"Voilà sans doute un des plus beaux fleurons de "film culte" à la française. Un chef-d'oeuvre du genre!
RUE BARBARE a déjà plus de 40 ans, mais il fascine toujours autant. Beaucoup diront qu'il a vieilli. Et alors? Tant mieux même, serais-je tenté d' ajouter! Car ses images qui sentent le poussiéreux et le défraîchi font aussi tout son charme. On n'est pas ici dans un Marvel sous cellophane, noyé dans des effets spéciaux dernier cri, mais dans un bon vieux produit à la française, tourné avec trois francs-six sous, au début des années 80. RUE BARBARE est un film brutal, poisseux, cradingue, qui sent le sexe, la sueur et le sang à plein nez, C'était le but recherché.
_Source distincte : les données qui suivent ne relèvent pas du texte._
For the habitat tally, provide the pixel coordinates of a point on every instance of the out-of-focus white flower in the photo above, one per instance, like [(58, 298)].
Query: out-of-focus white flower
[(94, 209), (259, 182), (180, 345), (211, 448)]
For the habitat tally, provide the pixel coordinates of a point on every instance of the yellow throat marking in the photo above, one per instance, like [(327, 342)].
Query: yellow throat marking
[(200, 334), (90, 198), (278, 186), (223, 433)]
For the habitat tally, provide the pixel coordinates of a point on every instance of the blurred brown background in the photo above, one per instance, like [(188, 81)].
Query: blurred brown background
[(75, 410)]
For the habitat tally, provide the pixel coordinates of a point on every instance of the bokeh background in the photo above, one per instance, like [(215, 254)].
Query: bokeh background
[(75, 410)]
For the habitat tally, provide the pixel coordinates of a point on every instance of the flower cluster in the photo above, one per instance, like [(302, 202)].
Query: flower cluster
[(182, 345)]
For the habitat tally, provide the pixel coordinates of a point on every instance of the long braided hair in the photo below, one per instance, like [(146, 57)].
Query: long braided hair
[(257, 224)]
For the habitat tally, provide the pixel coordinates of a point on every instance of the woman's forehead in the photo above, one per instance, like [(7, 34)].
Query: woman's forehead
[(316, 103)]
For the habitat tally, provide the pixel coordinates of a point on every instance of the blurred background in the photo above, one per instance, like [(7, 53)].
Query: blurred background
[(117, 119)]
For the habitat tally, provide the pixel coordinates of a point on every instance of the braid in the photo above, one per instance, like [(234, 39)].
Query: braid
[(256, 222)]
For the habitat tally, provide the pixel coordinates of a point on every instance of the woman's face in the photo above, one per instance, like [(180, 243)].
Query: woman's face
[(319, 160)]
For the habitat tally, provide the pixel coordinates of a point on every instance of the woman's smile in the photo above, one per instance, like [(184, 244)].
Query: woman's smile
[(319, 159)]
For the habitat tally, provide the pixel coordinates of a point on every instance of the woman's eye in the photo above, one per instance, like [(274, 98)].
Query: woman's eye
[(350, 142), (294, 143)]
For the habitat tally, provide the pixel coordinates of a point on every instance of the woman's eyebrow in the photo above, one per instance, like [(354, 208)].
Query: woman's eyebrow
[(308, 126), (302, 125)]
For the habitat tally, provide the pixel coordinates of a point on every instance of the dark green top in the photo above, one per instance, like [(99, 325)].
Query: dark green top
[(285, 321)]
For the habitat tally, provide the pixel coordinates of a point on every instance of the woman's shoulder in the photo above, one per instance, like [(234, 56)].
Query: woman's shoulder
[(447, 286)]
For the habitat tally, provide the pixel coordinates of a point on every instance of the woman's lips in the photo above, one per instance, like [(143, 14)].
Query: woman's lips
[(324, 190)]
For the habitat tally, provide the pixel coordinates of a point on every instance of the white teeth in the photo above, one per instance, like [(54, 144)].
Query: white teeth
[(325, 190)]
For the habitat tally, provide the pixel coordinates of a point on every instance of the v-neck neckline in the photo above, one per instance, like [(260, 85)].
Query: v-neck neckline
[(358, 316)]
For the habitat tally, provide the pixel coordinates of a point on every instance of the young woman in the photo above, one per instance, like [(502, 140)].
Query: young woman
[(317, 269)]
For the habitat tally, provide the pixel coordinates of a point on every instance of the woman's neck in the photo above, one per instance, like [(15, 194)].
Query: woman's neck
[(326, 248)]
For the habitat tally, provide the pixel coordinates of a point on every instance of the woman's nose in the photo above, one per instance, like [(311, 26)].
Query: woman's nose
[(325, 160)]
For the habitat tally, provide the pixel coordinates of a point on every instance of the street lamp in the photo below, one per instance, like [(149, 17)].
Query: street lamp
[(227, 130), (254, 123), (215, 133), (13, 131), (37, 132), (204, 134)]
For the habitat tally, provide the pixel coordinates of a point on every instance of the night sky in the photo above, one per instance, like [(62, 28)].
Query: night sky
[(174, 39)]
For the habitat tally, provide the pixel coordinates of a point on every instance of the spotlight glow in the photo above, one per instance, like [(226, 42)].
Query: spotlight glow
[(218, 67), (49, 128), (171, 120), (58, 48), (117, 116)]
Comme quoi, c'est souvent avec des budgets de misère qu'on réalise des pépites. Et ce film-là en est assurément un des plus parfaits exemples.
Adapté (librement) du roman "Epaves" de David Goodis, Gilles Béhat réalise avec RUE BARBARE le seul film notable de sa carrière. C'est son bébé, son chef-d'oeuvre! L' histoire? Dans une cité ouvrière française, sans doute dans les années 70-80, on ne s'occupe jamais des affaires des autres ("j'ai rien vu, j'ai rien entendu"). Daniel Chetman dit "Chet" le sait, mais il enfreint cette règle une nuit, en portant assistance à une jeune chinoise battue et violée par Mathias Hagen, chef du "gang des Barbares" auquel Chet a appartenu autrefois. Les fauves sont lâchés, plus rien ne sera jamais comme avant.
Tous les personnages de RUE BARBARE sont des épaves, comme le titre français du livre de Goodis ("Street of the Lost" dans sa version originale). Seul Chet (impeccable Bernard Giraudeau) tente de garder la tête hors de l'eau et de maintenir un semblant de cap dans sa vie. Pour lui-même, et pour sa femme surtout, Eddie (Corinne Dacla), victime elle aussi, il y a des années, du "gang des Barbares". Mais en secourant la jeune chinoise, Chet voit resurgir Hagen (impressionnant Bernard-Pierre Donnadieu en parfait psychopathe) qui ne lui pardonne pas son geste. Il s'ensuit alors un déferlement de violence dont personne ne sortira indemne. RUE BARBARE possède une galerie de personnages, souvent complètement barges, à l'image de Paul dit "Rocky Malone" (Jean-Pierre Kalfon), rockeur raté, et frère de Chet. Les autres, à des degrés divers, ne valent pas mieux. Mais inutile de rentrer ici dans le détail de cette véritable cour des miracles. RUE BARBARE se déroule dans un monde dystopique, qui n' est pas sans rappeler le nôtre, celui de 2024; violence quotidienne, trafic de drogues, monde de la nuit, sexe, prostitution, jeunesse destructrice, folie...Je ne sais pas si Kubrick a vu le film en son temps, mais il aurait pu y déceler parfois comme des airs de son "ORANGE MECANIQUE".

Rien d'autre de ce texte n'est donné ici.